I still have that pair of jeans in my closet, believe it or not. They've traveled from my teenage bedroom at my parents' house to the tiny apartment I rented when I was a single woman to both the houses I've owned as a married adult. My husband has even asked me why on earth I have this old pair of jeans in the back of the closet? Why keep something so horribly out of fashion, something I'll never wear?
The answer, of course, is to remind me that loving your kids is about more than giving in to them every time they want something new. Those jeans remind me that my parents honestly cared about the travails of adolescence and the meanness of teenage girls, and that, for them, being a little late on some bill or not getting something for themselves was a small sacrifice to make to take away a little of that pain. And considering the amount of time my parents had spent lecturing my siblings and me on not following the crowd or giving in to peer pressure, the fact that even they understood the problems one faces in junior high and high school was comforting.

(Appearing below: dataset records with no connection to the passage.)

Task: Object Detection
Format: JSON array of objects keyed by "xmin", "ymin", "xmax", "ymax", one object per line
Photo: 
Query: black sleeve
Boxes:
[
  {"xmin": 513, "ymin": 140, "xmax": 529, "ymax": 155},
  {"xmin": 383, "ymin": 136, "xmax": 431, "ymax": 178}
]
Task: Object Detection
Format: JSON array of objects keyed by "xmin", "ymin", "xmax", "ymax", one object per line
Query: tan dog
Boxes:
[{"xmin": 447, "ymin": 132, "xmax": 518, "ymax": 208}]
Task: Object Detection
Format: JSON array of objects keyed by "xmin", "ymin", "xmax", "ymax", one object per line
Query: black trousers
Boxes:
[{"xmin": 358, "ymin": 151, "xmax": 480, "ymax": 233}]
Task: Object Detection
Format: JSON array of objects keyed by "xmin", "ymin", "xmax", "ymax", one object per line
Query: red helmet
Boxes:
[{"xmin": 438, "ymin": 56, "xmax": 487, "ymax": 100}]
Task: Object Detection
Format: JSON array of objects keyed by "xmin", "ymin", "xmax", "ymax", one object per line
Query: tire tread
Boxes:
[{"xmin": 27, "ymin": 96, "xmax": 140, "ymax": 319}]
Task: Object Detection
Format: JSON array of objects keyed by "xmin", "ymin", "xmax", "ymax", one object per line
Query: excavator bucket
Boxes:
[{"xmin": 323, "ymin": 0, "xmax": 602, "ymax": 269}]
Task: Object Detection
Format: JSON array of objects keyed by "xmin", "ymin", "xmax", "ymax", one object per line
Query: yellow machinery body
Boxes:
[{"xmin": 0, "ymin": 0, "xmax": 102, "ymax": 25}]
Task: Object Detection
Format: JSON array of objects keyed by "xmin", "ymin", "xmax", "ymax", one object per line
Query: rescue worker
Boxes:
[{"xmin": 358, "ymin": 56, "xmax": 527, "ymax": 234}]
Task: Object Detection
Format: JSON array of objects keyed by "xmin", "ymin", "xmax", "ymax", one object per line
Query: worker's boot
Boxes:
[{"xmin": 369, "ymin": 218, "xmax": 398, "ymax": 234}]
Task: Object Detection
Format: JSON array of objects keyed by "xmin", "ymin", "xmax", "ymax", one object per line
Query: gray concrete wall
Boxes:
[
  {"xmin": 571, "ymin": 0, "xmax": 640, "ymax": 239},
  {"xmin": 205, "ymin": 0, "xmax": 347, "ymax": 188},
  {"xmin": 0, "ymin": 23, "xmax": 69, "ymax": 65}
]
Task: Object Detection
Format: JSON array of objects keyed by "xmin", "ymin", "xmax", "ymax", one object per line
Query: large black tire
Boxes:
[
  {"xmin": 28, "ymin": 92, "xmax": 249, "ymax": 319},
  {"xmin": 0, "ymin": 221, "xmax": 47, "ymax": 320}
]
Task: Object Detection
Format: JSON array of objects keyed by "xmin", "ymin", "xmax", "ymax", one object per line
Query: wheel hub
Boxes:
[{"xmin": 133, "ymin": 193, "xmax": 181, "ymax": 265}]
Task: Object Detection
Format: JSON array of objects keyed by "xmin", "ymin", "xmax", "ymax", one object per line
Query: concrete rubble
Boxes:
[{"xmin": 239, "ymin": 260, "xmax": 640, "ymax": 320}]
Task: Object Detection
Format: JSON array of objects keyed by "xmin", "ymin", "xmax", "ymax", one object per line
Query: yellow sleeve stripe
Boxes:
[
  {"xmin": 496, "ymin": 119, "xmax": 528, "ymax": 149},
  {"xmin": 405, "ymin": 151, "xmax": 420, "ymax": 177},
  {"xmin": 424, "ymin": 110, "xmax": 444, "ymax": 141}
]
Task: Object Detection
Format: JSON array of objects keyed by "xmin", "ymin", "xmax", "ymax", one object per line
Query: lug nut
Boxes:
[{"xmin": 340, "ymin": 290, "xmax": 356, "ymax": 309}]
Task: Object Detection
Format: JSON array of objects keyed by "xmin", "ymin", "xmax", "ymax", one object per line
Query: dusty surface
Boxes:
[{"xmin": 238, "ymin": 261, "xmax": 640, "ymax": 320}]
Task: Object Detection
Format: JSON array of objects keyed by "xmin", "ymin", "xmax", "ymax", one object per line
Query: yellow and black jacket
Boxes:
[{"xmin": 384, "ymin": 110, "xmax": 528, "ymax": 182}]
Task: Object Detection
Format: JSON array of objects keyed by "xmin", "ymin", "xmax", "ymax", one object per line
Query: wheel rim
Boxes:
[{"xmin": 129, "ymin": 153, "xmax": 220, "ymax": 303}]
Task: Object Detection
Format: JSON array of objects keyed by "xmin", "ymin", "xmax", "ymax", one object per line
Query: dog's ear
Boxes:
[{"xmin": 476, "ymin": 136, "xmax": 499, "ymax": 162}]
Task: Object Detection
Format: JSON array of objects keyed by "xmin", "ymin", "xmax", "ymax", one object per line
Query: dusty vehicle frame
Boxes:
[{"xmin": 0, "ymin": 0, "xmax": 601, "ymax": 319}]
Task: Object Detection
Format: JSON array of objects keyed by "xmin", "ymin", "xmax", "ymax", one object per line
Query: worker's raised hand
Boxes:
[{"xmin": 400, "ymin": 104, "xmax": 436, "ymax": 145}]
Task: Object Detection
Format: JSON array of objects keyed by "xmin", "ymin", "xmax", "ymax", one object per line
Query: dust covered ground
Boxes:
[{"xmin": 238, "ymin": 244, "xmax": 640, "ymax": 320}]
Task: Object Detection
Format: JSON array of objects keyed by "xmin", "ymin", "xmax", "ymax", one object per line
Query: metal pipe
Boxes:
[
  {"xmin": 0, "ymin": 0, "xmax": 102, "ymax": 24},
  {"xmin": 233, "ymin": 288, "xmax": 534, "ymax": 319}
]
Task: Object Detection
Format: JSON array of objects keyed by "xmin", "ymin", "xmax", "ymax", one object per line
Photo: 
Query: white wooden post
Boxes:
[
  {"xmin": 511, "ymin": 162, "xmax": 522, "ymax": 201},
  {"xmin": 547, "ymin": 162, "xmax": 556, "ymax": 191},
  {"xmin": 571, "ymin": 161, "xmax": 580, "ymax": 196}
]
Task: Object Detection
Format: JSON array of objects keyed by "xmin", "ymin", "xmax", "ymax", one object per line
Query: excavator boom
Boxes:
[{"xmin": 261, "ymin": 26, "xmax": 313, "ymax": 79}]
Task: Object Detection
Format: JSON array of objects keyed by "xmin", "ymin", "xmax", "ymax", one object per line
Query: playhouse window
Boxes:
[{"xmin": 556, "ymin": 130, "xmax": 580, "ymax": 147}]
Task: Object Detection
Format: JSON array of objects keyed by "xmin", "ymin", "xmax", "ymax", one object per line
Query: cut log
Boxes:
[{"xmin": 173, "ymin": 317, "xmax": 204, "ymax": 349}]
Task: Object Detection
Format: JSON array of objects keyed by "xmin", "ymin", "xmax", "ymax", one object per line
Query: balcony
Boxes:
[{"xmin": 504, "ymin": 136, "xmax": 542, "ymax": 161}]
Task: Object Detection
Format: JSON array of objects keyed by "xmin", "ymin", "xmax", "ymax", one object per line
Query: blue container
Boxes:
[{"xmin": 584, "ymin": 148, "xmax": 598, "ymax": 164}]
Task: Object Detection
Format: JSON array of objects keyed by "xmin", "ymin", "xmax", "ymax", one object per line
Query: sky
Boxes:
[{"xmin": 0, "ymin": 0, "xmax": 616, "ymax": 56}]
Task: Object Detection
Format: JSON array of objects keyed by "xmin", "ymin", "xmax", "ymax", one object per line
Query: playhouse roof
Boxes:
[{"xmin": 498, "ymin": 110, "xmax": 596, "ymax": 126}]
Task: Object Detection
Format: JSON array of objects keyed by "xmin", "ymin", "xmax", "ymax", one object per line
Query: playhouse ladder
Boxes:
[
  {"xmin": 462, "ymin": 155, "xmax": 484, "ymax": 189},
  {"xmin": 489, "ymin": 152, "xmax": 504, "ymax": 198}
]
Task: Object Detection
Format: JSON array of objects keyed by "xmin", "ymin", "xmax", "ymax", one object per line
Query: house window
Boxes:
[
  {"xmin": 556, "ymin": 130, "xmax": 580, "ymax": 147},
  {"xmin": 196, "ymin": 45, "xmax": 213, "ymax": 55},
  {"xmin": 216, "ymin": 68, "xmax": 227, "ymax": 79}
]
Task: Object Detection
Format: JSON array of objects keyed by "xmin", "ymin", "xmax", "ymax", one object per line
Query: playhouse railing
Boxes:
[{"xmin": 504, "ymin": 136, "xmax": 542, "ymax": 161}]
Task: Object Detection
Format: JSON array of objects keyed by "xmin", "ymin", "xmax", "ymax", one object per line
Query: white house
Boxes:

I don't buy my children every fad item that comes along. But I do buy some of them, particularly when my children have hit junior high, where fitting in becomes so important. We still don't have money to buy every new thing, but I've bought a single pair of outrageously priced jeans so that one daughter could look cool the first day of school. I've let my son have his shaggy hair the way he'd like, rather than insist he look clean and neat. And I'm sure there will be more of that balancing act in the future.